In Rochester no one had turned to look at the doctor's
daughter as she walked by, for, in truth, there were many girls much
prettier and more piquant than Susan Gillespie. But, nevertheless, she
had had her dreams about the lover that some day was to come and carry
her off under a wreath of orange blossoms and a white veil. She did
not aspire to a struggling hoard of suitors, but she thought it would
be only fair and entirely within the realm of the possible if she had
two; most girls had two.
Now she felt the secret elation that follows on the dream realized.
She did not tell herself that David and Leff were in love with her.

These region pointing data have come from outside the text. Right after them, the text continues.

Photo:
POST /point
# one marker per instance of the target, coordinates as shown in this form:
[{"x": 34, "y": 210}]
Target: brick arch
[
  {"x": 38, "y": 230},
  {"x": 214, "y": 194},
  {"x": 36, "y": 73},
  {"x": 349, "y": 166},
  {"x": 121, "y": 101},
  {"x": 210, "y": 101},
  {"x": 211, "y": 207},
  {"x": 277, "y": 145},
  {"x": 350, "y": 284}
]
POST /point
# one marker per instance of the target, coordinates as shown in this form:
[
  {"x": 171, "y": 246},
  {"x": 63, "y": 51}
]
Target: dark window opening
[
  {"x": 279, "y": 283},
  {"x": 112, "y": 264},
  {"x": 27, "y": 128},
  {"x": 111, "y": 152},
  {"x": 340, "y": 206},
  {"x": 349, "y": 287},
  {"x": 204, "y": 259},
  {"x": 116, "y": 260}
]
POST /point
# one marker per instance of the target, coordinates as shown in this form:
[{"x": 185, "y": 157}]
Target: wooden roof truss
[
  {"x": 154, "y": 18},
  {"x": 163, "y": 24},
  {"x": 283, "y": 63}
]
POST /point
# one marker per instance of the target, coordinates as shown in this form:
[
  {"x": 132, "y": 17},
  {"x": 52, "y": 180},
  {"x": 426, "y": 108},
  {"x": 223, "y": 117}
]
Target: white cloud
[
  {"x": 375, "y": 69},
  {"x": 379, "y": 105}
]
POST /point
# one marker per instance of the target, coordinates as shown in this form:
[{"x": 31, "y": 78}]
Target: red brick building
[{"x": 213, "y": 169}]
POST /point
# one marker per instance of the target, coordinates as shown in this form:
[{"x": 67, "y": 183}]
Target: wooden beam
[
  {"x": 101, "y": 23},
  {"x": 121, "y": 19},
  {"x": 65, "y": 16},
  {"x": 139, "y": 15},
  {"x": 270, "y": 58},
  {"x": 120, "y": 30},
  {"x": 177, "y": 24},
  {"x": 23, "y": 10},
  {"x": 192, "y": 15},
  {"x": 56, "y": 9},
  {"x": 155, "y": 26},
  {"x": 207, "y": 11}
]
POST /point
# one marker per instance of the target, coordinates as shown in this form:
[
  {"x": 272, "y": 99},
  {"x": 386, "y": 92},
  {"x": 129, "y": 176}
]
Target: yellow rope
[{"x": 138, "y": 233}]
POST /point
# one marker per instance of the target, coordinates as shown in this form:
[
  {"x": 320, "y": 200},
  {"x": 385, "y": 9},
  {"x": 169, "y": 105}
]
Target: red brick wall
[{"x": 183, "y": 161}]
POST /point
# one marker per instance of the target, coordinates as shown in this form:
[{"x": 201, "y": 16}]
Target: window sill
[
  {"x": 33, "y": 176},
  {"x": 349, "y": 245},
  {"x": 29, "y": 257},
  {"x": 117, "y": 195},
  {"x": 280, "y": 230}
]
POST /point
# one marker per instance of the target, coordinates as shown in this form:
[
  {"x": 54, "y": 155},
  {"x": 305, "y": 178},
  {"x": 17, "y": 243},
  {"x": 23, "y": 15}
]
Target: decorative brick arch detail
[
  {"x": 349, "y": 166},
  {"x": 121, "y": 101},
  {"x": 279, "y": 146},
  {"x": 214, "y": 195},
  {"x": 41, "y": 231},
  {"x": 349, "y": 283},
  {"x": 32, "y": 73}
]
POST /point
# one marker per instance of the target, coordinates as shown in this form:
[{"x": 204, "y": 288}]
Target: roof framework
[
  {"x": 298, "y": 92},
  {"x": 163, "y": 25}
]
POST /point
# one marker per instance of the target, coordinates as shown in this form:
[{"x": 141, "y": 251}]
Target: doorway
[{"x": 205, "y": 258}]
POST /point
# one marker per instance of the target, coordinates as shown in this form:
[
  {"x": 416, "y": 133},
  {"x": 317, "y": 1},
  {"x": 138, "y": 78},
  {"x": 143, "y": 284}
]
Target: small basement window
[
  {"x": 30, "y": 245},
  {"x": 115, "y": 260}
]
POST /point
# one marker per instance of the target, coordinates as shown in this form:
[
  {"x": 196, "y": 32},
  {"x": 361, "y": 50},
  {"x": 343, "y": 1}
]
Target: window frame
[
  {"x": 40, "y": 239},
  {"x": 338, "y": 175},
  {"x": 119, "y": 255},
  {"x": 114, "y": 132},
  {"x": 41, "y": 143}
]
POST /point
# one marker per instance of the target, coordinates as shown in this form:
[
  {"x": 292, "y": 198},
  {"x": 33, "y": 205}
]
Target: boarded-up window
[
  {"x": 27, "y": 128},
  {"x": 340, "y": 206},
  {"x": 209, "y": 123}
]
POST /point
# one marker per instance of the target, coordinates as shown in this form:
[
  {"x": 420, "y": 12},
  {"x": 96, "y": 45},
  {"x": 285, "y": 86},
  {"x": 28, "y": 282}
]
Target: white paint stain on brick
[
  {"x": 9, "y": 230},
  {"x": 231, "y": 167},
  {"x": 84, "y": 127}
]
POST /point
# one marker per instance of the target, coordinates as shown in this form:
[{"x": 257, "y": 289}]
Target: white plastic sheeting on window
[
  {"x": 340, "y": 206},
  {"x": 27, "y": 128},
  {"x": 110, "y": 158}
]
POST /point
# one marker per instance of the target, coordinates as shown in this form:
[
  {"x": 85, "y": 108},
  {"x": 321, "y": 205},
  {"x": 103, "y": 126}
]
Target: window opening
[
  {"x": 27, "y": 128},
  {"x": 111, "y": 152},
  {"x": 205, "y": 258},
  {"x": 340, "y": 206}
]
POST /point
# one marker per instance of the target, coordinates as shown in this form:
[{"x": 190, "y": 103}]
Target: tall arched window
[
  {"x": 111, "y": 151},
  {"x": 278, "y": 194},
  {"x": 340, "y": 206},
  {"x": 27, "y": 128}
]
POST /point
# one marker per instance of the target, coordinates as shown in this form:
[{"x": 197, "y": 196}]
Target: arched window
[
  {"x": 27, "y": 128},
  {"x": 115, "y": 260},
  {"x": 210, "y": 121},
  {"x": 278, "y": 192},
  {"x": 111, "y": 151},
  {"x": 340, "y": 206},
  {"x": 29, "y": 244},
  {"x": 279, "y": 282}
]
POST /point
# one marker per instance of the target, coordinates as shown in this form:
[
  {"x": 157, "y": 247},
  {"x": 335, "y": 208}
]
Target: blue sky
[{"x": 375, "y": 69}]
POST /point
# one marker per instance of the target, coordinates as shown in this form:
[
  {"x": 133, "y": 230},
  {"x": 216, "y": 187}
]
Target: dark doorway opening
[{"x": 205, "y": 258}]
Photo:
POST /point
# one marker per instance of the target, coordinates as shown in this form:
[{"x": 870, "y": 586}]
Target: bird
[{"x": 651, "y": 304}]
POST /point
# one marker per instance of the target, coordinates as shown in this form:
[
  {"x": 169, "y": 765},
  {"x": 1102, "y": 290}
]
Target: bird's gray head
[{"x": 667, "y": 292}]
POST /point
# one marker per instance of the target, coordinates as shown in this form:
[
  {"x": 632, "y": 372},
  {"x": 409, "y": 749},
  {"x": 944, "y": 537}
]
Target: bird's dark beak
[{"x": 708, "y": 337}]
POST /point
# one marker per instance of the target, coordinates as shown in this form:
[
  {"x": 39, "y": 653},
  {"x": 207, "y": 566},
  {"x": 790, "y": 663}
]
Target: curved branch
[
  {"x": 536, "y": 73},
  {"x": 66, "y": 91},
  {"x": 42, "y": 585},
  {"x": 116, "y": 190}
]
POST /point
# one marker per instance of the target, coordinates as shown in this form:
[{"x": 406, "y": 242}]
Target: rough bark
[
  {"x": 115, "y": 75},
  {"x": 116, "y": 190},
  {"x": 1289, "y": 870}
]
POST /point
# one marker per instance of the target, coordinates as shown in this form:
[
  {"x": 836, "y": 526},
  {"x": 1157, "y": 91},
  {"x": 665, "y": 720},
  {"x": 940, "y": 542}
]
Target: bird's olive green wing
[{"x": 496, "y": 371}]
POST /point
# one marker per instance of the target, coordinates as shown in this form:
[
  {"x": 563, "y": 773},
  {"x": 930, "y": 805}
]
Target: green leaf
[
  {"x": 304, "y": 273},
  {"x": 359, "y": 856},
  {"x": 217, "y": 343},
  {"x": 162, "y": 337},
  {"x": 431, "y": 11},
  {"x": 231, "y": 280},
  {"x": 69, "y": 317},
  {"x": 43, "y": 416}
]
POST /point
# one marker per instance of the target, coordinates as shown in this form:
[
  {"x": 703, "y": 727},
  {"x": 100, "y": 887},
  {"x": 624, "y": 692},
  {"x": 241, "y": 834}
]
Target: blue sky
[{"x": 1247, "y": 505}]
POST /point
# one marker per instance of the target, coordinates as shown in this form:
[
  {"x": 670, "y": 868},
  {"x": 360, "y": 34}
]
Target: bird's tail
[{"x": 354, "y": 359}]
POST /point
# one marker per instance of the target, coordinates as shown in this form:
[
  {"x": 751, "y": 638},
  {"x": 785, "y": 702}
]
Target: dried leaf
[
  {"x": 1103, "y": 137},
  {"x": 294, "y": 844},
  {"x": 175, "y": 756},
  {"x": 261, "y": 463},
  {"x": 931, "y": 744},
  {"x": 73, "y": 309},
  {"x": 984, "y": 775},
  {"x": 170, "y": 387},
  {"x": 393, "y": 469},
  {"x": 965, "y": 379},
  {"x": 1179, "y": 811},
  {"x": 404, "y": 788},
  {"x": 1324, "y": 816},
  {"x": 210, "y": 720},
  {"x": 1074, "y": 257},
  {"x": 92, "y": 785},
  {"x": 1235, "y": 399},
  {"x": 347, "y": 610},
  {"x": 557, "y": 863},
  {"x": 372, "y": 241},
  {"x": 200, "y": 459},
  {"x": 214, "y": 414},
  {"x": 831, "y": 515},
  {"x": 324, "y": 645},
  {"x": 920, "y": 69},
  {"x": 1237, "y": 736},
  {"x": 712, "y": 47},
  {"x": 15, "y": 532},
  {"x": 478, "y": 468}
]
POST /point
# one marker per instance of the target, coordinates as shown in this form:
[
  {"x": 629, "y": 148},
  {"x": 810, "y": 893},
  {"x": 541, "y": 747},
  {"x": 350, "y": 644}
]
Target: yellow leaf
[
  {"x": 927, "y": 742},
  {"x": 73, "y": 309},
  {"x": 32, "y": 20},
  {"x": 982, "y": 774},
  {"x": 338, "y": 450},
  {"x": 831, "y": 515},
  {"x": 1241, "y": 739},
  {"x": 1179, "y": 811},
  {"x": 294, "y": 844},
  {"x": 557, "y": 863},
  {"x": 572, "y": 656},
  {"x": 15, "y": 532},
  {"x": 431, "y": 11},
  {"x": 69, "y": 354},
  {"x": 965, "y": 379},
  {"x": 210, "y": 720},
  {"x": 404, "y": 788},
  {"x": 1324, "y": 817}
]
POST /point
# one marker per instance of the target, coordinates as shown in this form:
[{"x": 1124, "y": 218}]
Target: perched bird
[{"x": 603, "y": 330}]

She would have regarded all speculations on such a sacred subject as
low and unmaidenly. But the consciousness of it permeated her being
with a gratified sense of her worth as a woman. It made her feel her
value. Like all girls of her primitive kind she estimated herself not
by her own measure, but by the measure of a man's love for her. Now
that men admired her she felt that she was taking her place as a unit
of importance. Her sense of achievement in this advent of the desiring
male was not alone pleased vanity, it went back through the ages to the
time when woman won her food and clothing, her right to exist, through
the power of her sex, when she whose attraction was strongest had the
best corner by the fire, the choicest titbit from the hunt, and the
strongest man to fight off rivals and keep her for himself.